Assumed audience: Myself, mostly; but also anyone else who struggles with limited time and attention.
Epistemic status: Off the cuff, jotted down in a ten-minute span. Theoretical, in that the whole point is trying to set myself a new approach.
Almost a month ago, my wife fractured a bone in her right foot. The result is that I don’t have many long stretches of time to do things which I have historically felt require those long stretches to make progress. I have most of the household chores to do, all of the dropping-off and picking-up of children to do, and so on. Activities like writing and composing — especially composing — have always seemed to me to be hard to make significant progress on in limited time slots.
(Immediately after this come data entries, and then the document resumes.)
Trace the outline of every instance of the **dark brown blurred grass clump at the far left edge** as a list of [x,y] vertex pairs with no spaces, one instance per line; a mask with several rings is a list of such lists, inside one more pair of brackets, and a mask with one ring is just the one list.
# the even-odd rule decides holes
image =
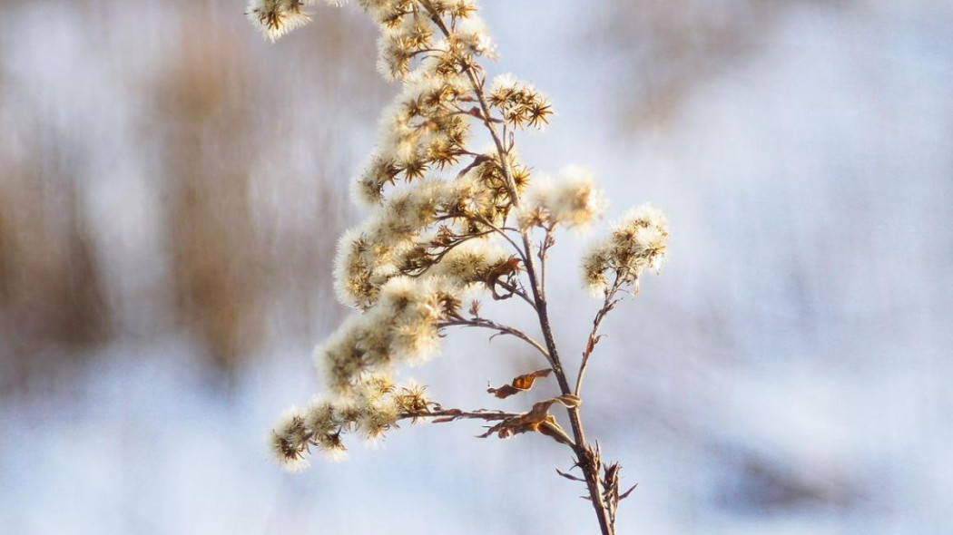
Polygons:
[[0,157],[0,351],[15,363],[5,379],[27,373],[33,355],[89,347],[108,331],[110,309],[71,172],[77,156],[59,142],[30,139],[26,153]]

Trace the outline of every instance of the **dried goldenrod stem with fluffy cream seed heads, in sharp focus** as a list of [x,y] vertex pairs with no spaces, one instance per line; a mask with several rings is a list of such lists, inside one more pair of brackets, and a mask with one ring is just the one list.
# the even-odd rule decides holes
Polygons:
[[[307,23],[317,3],[252,0],[246,14],[274,41]],[[380,27],[377,67],[400,92],[354,181],[355,202],[371,215],[341,237],[335,259],[338,299],[355,311],[315,350],[327,391],[281,417],[274,456],[293,470],[308,466],[314,451],[340,458],[345,435],[378,440],[401,421],[478,419],[491,424],[482,437],[538,432],[571,450],[578,472],[560,475],[586,485],[601,533],[615,533],[619,500],[631,489],[620,489],[618,464],[603,463],[598,445],[586,439],[583,376],[603,319],[639,291],[642,273],[662,267],[665,217],[648,205],[634,208],[582,255],[583,287],[601,307],[578,364],[569,367],[550,322],[546,265],[560,228],[590,226],[606,208],[593,173],[571,166],[548,177],[520,160],[517,132],[547,125],[552,105],[512,74],[488,81],[484,65],[496,50],[473,0],[357,4]],[[489,149],[476,148],[476,136]],[[532,311],[541,341],[485,317],[486,300]],[[545,363],[489,388],[493,398],[553,379],[560,395],[525,412],[462,410],[429,399],[425,386],[395,382],[399,367],[433,357],[454,327],[516,337]],[[559,425],[556,407],[566,411],[570,429]]]

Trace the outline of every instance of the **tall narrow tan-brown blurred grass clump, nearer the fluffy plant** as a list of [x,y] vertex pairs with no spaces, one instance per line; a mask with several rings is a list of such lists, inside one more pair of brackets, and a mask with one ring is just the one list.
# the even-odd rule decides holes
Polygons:
[[[228,61],[234,48],[185,37],[154,89],[155,117],[165,118],[154,142],[167,177],[175,317],[228,365],[260,342],[274,259],[254,228],[255,132],[243,95],[228,85],[238,74]],[[254,80],[243,82],[246,98],[267,102]]]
But I also care very much about actually doing those things.
Accordingly, a few theses offered here mostly as a note to myself in the future, a stake in the ground that I should not use the excuse of these small moments being too small to just vapidly wander Twitter instead.
Getting faster at those activities help, and one of the best ways to do that is to practice doing them.
Sometimes, specifically: to practice doing them under time constraints! To wit: I am writing this post in a ten-minute span between finishing the dishes and needing to go back and pick up my children again, precisely as an exercise in reminding myself that ten minutes is, in fact, sufficient to the task if I scope the task well or if I simply choose to bite off one small part of it.
Small amounts of progress still count as progress. Sketching out the germ of a musical idea or managing to jot down a few hundred words is the kind of thing that really does add up over time.
These things are hard for me to remember. I know that I sometimes do manage to make good progress on composing in 30-minute slots (and this is not the first time I have tried to remind myself as much). I know that I can sit down and get something written off the cuff like this in ten minutes, and that what results will not be great, but will be good enough in many cases. And yet I forget that.
So, here’s to trying to do two things:
publishing more small blog posts like this: things truly off the cuff
making whatever progress I can on bigger projects: a little new material, a little ideation, a little revision
At some point, on large projects, those small consistent efforts will indeed have to be joined up with sustained periods of concentrated attention to get them finished, it is true. The necessity of the latter does not negate the value of the former, though.